Backed by a pool of residential mortgages acquired from the Hong Kong Housing Authority, the transaction is the first to include tranches not guaranteed by HKMC. This was made possible by Moody's Investors Service recent upgrade of the agency to triple-A.
The deal features three non-guaranteed fixed-rate tranches with bullet maturities and a subordinated, fully-guaranteed floating rate piece.
All the fixed-rate notes are rated Aaa'/'AAA' by Moody's and Standard & Poor's. The HK$300 million A1 piece, which has a maturity of one year, offered a coupon of 4.07%; the HK$740 million three-year bonds paid 4.18%, while the HK$700 million of seven-year A3 paper priced at 4.28%.
As of press times, coupons on straight government bonds with the same maturities ranged from 3.68% to 3.83%.
Additionally, the HK$260 million subordinated piece - rated Aaa'/'AA' - priced at 18 basis points over one-month Libor for a seven year maturity; equivalent to 4.34% on a fixed rate basis.
HKMC officials said the deal attracted interest from a range of institutional investors, including pension funds, insurance companies and banks.
Meanwhile, price guidance has been released for Citigroup Global Markets' first trade receivables ABS, launched via the ABS Global Finance SPV. The bank is self arranging the $198.9 million offering, backed by trade finance loans originated by its branches in Hong Kong, Singapore and Taiwan (ASR, 11/20/06).
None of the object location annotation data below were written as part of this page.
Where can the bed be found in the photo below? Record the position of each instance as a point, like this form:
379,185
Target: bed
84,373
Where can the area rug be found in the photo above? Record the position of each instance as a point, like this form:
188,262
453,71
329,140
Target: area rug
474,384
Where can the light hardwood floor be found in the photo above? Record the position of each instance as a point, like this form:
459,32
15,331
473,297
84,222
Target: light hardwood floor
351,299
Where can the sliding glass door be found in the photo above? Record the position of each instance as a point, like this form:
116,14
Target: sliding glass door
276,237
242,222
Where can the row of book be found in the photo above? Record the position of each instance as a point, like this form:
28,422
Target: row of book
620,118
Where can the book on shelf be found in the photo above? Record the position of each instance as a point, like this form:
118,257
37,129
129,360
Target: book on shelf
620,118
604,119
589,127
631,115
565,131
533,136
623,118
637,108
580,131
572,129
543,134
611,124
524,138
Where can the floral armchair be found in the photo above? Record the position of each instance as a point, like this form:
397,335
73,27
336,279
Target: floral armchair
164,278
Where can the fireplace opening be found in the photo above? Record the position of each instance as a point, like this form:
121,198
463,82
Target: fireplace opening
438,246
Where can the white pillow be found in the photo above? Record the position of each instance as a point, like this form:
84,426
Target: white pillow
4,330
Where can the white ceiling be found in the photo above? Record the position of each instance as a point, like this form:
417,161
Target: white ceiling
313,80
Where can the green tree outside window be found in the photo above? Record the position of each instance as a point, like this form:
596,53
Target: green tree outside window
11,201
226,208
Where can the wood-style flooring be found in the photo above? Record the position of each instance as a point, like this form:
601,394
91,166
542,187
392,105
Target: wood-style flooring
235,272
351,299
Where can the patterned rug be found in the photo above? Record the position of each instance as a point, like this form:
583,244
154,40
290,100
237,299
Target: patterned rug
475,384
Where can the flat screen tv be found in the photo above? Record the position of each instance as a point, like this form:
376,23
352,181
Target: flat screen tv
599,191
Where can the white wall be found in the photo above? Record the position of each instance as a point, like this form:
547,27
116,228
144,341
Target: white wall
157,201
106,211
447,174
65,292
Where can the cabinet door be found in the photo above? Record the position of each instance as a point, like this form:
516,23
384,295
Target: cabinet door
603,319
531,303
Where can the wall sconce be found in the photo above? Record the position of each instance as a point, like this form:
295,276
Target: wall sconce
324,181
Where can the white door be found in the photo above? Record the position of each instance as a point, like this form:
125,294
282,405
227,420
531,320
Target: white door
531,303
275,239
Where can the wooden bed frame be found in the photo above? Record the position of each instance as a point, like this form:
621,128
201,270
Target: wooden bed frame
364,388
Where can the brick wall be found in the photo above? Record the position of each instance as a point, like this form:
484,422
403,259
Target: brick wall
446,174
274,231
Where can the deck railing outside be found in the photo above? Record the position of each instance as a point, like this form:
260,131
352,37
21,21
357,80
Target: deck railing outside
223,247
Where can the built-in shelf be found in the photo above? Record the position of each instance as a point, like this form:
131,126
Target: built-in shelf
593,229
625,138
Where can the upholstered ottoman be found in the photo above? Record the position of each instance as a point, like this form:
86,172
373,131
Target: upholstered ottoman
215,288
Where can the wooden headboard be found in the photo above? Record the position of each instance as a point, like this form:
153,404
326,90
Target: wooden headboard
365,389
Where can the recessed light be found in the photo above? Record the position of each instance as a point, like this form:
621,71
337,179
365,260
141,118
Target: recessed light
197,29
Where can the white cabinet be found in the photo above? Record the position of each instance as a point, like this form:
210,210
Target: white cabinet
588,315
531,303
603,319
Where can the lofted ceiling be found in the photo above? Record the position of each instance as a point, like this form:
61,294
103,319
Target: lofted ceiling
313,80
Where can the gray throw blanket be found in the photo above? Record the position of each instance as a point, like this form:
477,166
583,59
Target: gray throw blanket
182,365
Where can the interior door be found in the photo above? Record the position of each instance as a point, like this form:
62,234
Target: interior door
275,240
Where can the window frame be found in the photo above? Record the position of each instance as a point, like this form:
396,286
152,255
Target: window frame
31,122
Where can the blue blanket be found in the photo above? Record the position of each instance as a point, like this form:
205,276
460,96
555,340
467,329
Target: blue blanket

The deal comprises five rated tranches; all of which have expected average lives of two years and a legal maturity of four years.
Indicative pricing for the $186 million A-class notes - rated triple-A by Fitch Ratings and S&P - is between 10 and 12 basis points over one month Libor, while the $7 million of single-A-rated C-bonds are expected to offer a spread of around 50 points.
Additionally, the $3 million of triple-B bonds and $2 million double-B tranche are respectively being marketed at 100 and 300-325 points over Libor. Indicative spreads have not been released for the $0.9 million single-B piece.
The deal is expected to close within the next two weeks.
Standard Chartered Bank (SCB), the Hong Kong and London listed emerging markets bank, last week priced its third synthetic CLO. The bank was joint arranger with Lehman Brothers on the deal - sold via the Start SPV - that transferred the risk on a $1.5 billion pool of corporate loans.
All five rated tranches, which have expected maturities of 3.5-years, priced inside indicative guidance.
The $56.25 million senior A-class notes - rated triple-A by Fitch, Moody's and S&P - finished 28 basis points over three month Libor, having been marketed in the low- to mid- 30s range. The result was five points tighter than where the senior paper priced on SCB's previous CLO, completed in June.
Additionally, the $42.25 million double-A piece offered a pickup of 39 basis points, while the $22.5 million single-A and $37.5 million triple-B tranches respectively ended 70 and 175 points over Libor. The $30 million double-B piece offered a spread of 390 basis points.
Investor allocations were being finalized as of press time.